Basically, for each record I have two pieces of data. 1. A unique ID which maps to a user and 2. a value of interest for sorting on.
I see that I can add the items to an OOSet as tuples, where the value for sorting on is at index 0. So, (200, 'id1'),(120, 'id2'),(400, 'id3')
and the resulting set would be sorted with id2, id1 and id3
in order.
However, part of the requirement for this is that each id appear only once in the set. I will be adding additional data to the set periodically and the new data may or may not include duplicated 'ids'. If they are duplicated I want to update the value and not add an additional entry. So, based on the tuples above, I might add (405, 'id1'),(10, 'id4')
to the set and would want the output to have id4, id2, id3, id1
in order.
Any suggestions on how to accomplish this. Sorry for my newbness on the subject.
* EDIT - additional info *
Here is some actual code from the project:
for field in lb_fields:
t = time.time()
self.data[field] = [ (v[field], k) for k, v in self.foreign_keys.iteritems() ]
self.data[field].sort(reverse=True)
print "Added %s: %03.5f seconds" %(field, (time.time() - t))

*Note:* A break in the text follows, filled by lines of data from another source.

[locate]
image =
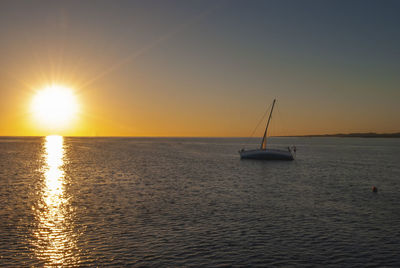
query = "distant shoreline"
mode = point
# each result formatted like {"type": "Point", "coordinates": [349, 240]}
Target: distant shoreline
{"type": "Point", "coordinates": [353, 135]}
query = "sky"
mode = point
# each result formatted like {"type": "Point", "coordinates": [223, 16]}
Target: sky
{"type": "Point", "coordinates": [203, 68]}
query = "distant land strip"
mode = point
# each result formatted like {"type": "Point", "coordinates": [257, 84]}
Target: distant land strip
{"type": "Point", "coordinates": [355, 135]}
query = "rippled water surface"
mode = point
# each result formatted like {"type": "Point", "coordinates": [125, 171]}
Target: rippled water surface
{"type": "Point", "coordinates": [192, 202]}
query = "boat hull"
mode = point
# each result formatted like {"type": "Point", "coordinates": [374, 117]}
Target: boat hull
{"type": "Point", "coordinates": [268, 154]}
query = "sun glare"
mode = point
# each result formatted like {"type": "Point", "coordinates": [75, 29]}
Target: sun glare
{"type": "Point", "coordinates": [54, 106]}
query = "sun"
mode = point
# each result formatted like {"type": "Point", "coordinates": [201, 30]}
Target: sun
{"type": "Point", "coordinates": [54, 106]}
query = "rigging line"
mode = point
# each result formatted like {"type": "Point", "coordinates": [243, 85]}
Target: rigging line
{"type": "Point", "coordinates": [258, 124]}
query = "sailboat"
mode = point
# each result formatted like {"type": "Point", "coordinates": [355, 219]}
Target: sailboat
{"type": "Point", "coordinates": [264, 153]}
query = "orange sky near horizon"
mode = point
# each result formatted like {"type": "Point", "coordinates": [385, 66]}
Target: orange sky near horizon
{"type": "Point", "coordinates": [195, 71]}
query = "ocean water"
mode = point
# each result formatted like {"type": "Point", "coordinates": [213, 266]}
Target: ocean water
{"type": "Point", "coordinates": [192, 202]}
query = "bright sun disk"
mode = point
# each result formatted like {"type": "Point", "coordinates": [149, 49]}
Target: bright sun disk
{"type": "Point", "coordinates": [54, 106]}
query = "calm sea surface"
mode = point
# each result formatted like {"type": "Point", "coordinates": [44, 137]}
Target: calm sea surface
{"type": "Point", "coordinates": [192, 202]}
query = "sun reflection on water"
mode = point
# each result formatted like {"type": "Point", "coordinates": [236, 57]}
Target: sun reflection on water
{"type": "Point", "coordinates": [55, 242]}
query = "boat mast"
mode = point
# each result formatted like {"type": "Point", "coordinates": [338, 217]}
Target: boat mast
{"type": "Point", "coordinates": [264, 141]}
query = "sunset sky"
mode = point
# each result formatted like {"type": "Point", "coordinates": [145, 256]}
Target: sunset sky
{"type": "Point", "coordinates": [201, 68]}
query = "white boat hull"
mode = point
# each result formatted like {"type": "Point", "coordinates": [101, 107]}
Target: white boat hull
{"type": "Point", "coordinates": [267, 154]}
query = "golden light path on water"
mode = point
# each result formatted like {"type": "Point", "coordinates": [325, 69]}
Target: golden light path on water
{"type": "Point", "coordinates": [55, 242]}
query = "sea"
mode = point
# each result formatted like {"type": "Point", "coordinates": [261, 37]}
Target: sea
{"type": "Point", "coordinates": [179, 202]}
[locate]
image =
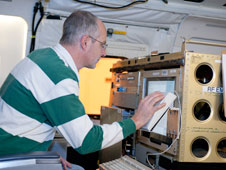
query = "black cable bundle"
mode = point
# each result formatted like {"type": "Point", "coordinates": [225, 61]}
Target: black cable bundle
{"type": "Point", "coordinates": [38, 7]}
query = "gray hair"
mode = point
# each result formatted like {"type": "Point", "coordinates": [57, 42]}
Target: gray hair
{"type": "Point", "coordinates": [78, 24]}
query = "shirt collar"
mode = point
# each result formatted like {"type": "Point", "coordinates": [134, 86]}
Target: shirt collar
{"type": "Point", "coordinates": [66, 57]}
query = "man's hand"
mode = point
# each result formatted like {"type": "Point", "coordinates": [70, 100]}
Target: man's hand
{"type": "Point", "coordinates": [65, 163]}
{"type": "Point", "coordinates": [146, 109]}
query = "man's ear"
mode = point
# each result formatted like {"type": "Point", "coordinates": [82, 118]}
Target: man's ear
{"type": "Point", "coordinates": [84, 41]}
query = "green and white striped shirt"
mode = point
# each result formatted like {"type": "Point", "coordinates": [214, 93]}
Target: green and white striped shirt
{"type": "Point", "coordinates": [40, 96]}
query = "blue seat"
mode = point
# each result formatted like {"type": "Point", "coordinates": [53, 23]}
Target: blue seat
{"type": "Point", "coordinates": [40, 160]}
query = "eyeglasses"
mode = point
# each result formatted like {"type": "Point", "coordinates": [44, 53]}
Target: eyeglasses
{"type": "Point", "coordinates": [103, 45]}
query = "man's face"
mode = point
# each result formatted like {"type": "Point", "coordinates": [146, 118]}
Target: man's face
{"type": "Point", "coordinates": [97, 49]}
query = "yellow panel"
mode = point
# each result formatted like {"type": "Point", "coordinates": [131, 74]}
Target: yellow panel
{"type": "Point", "coordinates": [95, 85]}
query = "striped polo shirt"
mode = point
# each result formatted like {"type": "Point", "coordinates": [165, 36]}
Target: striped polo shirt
{"type": "Point", "coordinates": [40, 96]}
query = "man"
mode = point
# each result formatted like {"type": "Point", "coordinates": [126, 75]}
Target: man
{"type": "Point", "coordinates": [40, 95]}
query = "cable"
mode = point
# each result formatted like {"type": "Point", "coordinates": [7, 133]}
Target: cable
{"type": "Point", "coordinates": [38, 7]}
{"type": "Point", "coordinates": [178, 135]}
{"type": "Point", "coordinates": [120, 7]}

foreign_keys is the original data in a dictionary with each id as the key and a dictionary of the additional data as the value. data is a dictionary containing the lists of sorted data.
As a side note, as each itereation of the for field in lb_fields runs, the time to sort increases - not by much... but it is noticeable. After 1 million records have been sorted for each of the 16 fields it is using about 4 Gigs or RAM. Eventually this will run on a machine with 48 Gigs.